Vanno poste al centro le questioni anticoloniale e antimperialista, collocandole entro il momento storico del multipolarismo nascente. Compito non semplice ma che deve avere metodologicamente un proprio punto fermo nell’apertura ai punti di vista, alle narrazioni e agli interessi delle popolazioni e delle organizzazioni del Sud Globale, lavorando a un’alleanza di questi interessi con quelli delle grandi masse popolari del Nord Globale, sempre più schiacciate dal tallone di ferro della finanziarizzazione e della controrivoluzione neoliberale. Occorre sostenere i processi di autonomia e sovranità politica ed economica dei paesi del Sud Globale: nella consapevolezza che la fase multipolare offre sponde sicuramente migliori per tali dinamiche, che sole possono rallentare l’emorragia umana da queste società. Si deve lavorare in vista di un’alleanza internazionalista a favore delle dinamiche di sviluppo sovrano dei paesi del Sud Globale, dei loro mercati interni, delle loro culture: a favore della fine delle ingerenze e delle destabilizzazioni ma a sostegno di relazioni paritarie basate sul reciproco vantaggio.
Parallelamente, all’interno dell’Ue, vi è l’esigenza che il punto di vista del “lavoro migrante” entri a far parte della più ampia composizione politica della classe lavoratrice e del blocco sociale subalterno. In tal modo si darebbe una base sociale concreta e dialettica alla lotta al razzismo, sottraendola all’agenda liberale e alla sua strumentalizzazione moralistica. Nel contempo andrebbe rilanciata – come base per far emergere le contraddizioni dell’irriformabile sistema comunitario europeo – la prospettiva della regolarizzazione dei viaggi. Chi si sposta in cerca di lavoro deve poterlo fare legalmente, senza dover restare confinato nelle gabbie salariali di un solo paese, senza alimentare lo scontro orizzontale interno alla classe lavoratrice, ma essendo libero di muoversi, come portatore di diritti, entro il territorio comunitario.

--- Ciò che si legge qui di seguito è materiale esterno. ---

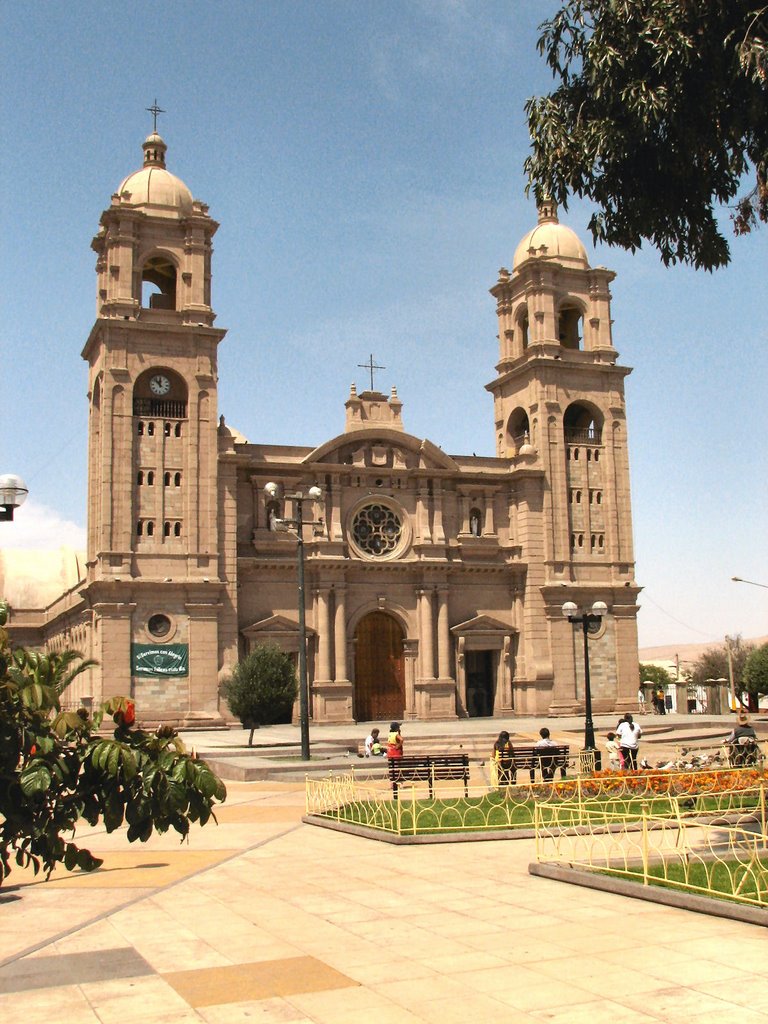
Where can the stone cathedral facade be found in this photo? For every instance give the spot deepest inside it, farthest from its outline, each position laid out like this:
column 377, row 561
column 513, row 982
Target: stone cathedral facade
column 434, row 583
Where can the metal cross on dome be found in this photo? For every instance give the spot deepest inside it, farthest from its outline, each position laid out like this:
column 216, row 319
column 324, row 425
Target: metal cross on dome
column 155, row 110
column 371, row 366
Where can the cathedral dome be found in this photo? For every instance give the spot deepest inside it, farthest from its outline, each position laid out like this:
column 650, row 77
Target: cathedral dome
column 553, row 241
column 154, row 185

Ciò porrebbe al centro il ruolo attivo e diretto delle normative comunitarie ed europee nel produrre l’attuale situazione di irregolarità, decostruendo le narrazioni emergenziali dominanti e denunciando così le responsabilità di tutte le classi dirigenti liberali degli ultimi decenni.
Note:
1 I. Gjergji, Sulla governance delle migrazioni. Sociologia dell’underworld del comando globale, Franco Angeli, Milano 2016, p. 16.
2 Cfr. S. George, The Rise of Illegitimate Authority and the Threat to Democracy, in «Journal of Australian Political Economy», n. 72, 2013, p. 5.
3 Cfr. C. Crouch, Postdemocrazia, Laterza, Roma-Bari 2003.